Most investors would be surprised to learn that one-quarter of all households with the internet subscribe to a streaming video service. It is also quite interesting to learn that nearly three-quarters of homes in the United States still shell out money for cable TV. It won’t take long for this figure to start moving down.
Amazon (AMZN – Rated “A” – Strong Buy), AT&T (T – Rated “C” – Neutral), Netflix (NFLX – Rated “A” – Strong Buy), and Roku (ROKU – Rated “C” – Neutral) have the potential to reach new highs as streaming popularity continues to skyrocket.
If you go on AMZN’s Prime service, I’m sure you would find something you enjoy watching. Even if you are not into movies and dramas, you or someone in your family will still find a way to be entertained by AMZN’s uber-popular Twitch video game streaming service. Twitch is the largest video game streaming platform in the United States.
When you also consider that AMZN is making a lot of money from its other businesses, such as online sales, you have more reason to consider the stock for your portfolio. AMZN is looking to spend $7 billion on Amazon Prime content this year, but that is merely a drop in the company’s bucket.
POWR Ratings have AMZN ranked as the top stock out of 52 stocks in the Internet industry. The company also has an overall rating of an Strong Buy.

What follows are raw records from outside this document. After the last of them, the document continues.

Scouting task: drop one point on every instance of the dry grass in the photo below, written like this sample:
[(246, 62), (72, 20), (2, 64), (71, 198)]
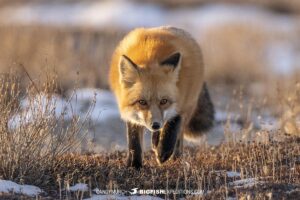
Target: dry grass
[(27, 150), (82, 55), (274, 165), (38, 153), (234, 54)]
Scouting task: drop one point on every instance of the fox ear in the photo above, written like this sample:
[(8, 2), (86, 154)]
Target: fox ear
[(128, 70), (173, 60)]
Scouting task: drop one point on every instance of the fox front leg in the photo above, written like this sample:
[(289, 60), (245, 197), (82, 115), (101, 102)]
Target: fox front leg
[(135, 140), (155, 140), (168, 139)]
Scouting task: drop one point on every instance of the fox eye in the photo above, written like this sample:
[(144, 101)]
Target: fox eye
[(163, 101), (142, 102)]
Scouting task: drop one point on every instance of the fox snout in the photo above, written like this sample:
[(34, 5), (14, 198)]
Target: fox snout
[(155, 126)]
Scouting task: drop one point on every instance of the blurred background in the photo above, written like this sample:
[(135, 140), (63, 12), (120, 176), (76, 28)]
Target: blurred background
[(251, 51)]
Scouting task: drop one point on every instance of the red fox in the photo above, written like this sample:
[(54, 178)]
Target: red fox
[(156, 75)]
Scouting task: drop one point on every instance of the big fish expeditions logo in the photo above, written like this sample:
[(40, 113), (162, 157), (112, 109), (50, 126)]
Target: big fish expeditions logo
[(135, 191)]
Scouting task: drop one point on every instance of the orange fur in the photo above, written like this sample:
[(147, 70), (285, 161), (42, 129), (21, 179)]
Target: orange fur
[(147, 48)]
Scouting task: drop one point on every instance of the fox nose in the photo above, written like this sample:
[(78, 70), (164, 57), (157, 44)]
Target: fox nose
[(155, 125)]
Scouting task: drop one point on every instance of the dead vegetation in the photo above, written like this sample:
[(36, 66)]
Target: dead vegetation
[(38, 153)]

T is now a player in the streaming video space. The company provides telecommunications services for phones and the internet, yet it is continuously looking to expand with additional new offerings. T is responsible for HBO Max, a combination of HBO and Warner Media entertainment content. The service features the content from DC Universe films, Friends, Game of Thrones, and more. Revenue growth should also continue to soar thanks to the arrival of their 5G wireless service.
The POWR Ratings have T ranked 9th of 24 stocks in the Telecom – Domestic industry. The average analyst price target is $34.26.
If you don’t have an NFLX account, you likely know someone that does. If even you consider NFLX’s original content to be subpar, the stock keeps on climbing. NFLX’s Tiger King series went viral when the coronavirus pandemic began, boosting the streaming video provider’s subscriptions to all-time highs. NFLX stock followed suit, jumping from $298 to its current price of $455.
NFLX makes money from its subscription fees, as well as the data it collects on nearly 200 million worldwide subscribers. NFLX should reach 80 million subscribers in the United States by this time next year after more Americans cut the cord on cable.
NFLX has a Strong Buy in the POWR Ratings and is ranked #2 out of 52 stocks in the Internet industry
ROKU is still a video streaming power player even though it does not directly provide original content. Instead, ROKU devices connect TVs to streaming services, including video games, and the company takes a cut from each subscription.